O senhor acredita que regressaremos à linguagem do marxismo?
Desde a crise dos anos 90, são os homens de negócio que começaram a falar assim: “Bem, Marx predisse esta globalização e podemos pensar que este capitalismo está fundamentado em uma série de crises”. Não acredito que a linguagem marxista será proeminente politicamente, mas intelectualmente a natureza da análise marxista sobre a forma com a qual o capitalismo opera será verdadeiramente importante.
O senhor sente um pouco recuperado depois de anos em que a opinião intelectual ia de encontro ao que o senhor pensava?

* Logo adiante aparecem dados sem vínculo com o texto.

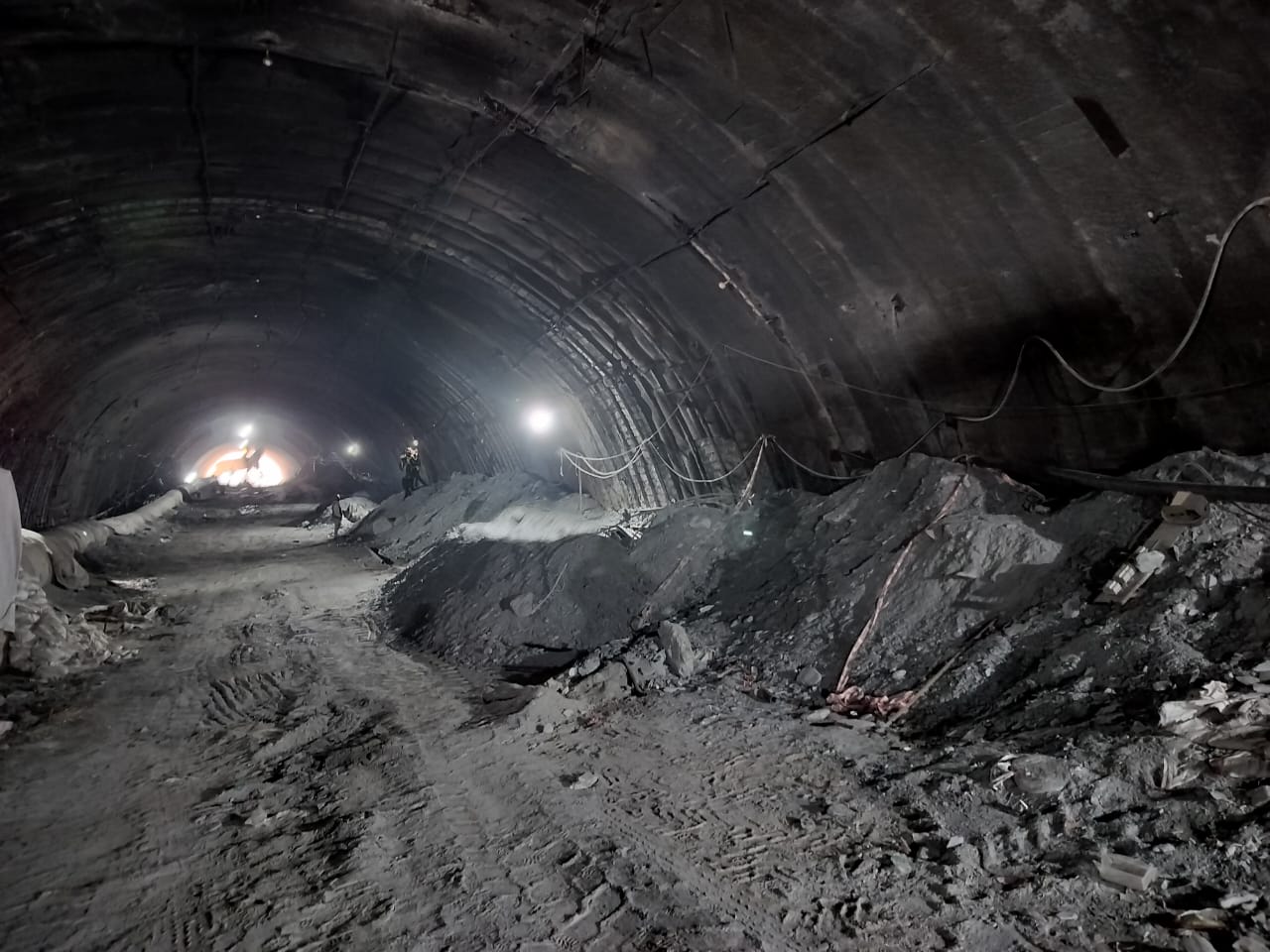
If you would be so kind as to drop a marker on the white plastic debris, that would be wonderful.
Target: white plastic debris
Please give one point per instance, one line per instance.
(1125, 871)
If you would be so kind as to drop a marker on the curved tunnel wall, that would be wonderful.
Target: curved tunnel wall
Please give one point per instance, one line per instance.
(421, 214)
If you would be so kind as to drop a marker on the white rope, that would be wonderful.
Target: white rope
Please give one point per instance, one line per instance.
(816, 472)
(584, 463)
(652, 435)
(716, 479)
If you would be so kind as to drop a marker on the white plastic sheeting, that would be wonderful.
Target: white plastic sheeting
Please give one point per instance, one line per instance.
(10, 548)
(64, 542)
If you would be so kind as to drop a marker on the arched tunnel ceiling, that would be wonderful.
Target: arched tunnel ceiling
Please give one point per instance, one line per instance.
(418, 213)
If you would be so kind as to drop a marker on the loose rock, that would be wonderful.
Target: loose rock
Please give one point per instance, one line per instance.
(680, 656)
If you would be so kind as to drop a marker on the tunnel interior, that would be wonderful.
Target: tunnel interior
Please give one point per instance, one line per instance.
(829, 223)
(752, 475)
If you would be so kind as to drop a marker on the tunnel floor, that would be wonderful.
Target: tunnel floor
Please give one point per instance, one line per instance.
(273, 775)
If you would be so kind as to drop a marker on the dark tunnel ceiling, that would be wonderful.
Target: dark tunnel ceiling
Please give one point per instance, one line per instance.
(426, 211)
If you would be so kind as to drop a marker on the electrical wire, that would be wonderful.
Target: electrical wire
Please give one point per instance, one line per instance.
(966, 416)
(815, 472)
(716, 479)
(1239, 508)
(638, 451)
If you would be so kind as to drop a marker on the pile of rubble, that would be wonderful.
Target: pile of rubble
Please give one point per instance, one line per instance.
(48, 643)
(947, 593)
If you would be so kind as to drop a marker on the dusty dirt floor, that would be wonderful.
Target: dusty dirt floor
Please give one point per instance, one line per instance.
(271, 774)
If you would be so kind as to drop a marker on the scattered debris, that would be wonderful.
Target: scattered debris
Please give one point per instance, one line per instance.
(680, 656)
(810, 676)
(1125, 871)
(1237, 722)
(522, 604)
(584, 780)
(1185, 511)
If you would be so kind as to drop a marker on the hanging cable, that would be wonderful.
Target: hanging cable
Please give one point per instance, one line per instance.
(966, 416)
(716, 479)
(815, 472)
(656, 433)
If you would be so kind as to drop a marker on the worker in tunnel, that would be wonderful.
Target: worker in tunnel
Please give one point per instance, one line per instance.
(412, 476)
(336, 515)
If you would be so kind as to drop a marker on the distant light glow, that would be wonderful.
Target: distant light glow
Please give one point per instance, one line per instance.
(540, 420)
(231, 470)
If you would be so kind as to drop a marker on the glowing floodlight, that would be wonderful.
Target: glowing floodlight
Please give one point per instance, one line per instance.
(540, 420)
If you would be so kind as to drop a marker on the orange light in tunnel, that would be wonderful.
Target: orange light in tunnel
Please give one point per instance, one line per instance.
(231, 470)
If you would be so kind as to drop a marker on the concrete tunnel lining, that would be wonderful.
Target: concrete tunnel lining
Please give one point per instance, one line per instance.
(418, 214)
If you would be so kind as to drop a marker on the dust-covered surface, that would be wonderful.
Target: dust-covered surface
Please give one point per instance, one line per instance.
(273, 774)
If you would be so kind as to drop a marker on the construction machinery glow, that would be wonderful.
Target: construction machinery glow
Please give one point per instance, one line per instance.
(232, 470)
(540, 420)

Bem, obviamente há um pouco a sensação de schadenfreude (regozijo pela desgraça alheia). Sempre dissemos que o capitalismo iria se chocar com suas próprias dificuldades, mas não me sinto recuperado. O que é certo é que as pessoas descobrirão que de fato o que estava sendo feito não produziu os resultados esperados. Durante 30 anos os ideólogos disseram que tudo ia dar certo: o livre mercado é lógico e produz crescimento máximo. Sim, diziam que produzia um pouco de desigualdade aqui e ali, mas também não importava muito porque os pobres estavam um pouco mais prósperos. Agora sabemos que o que aconteceu é que se criaram condições de instabilidades enormes, que criaram condições nas quais a desigualdade afeta não apenas os mais pobres, como também cada vez mais uma grande parte de classe média. Sobretudo, nos últimos 30 anos, os benefíciários deste grande crescimento têm sido nós, no Ocidente, que vivemos uma vida imensuravelmente superior a qualquer outro lugar do mundo. E me surpreende muito que o Financial Times diga que o que se espera que aconteça agora é que este novo tipo de globalização controlada beneficie a quem realmente precisa, que se reduza a enorme diferença entre nós, que vivemos como príncipes, e a enorme maioria dos pobres.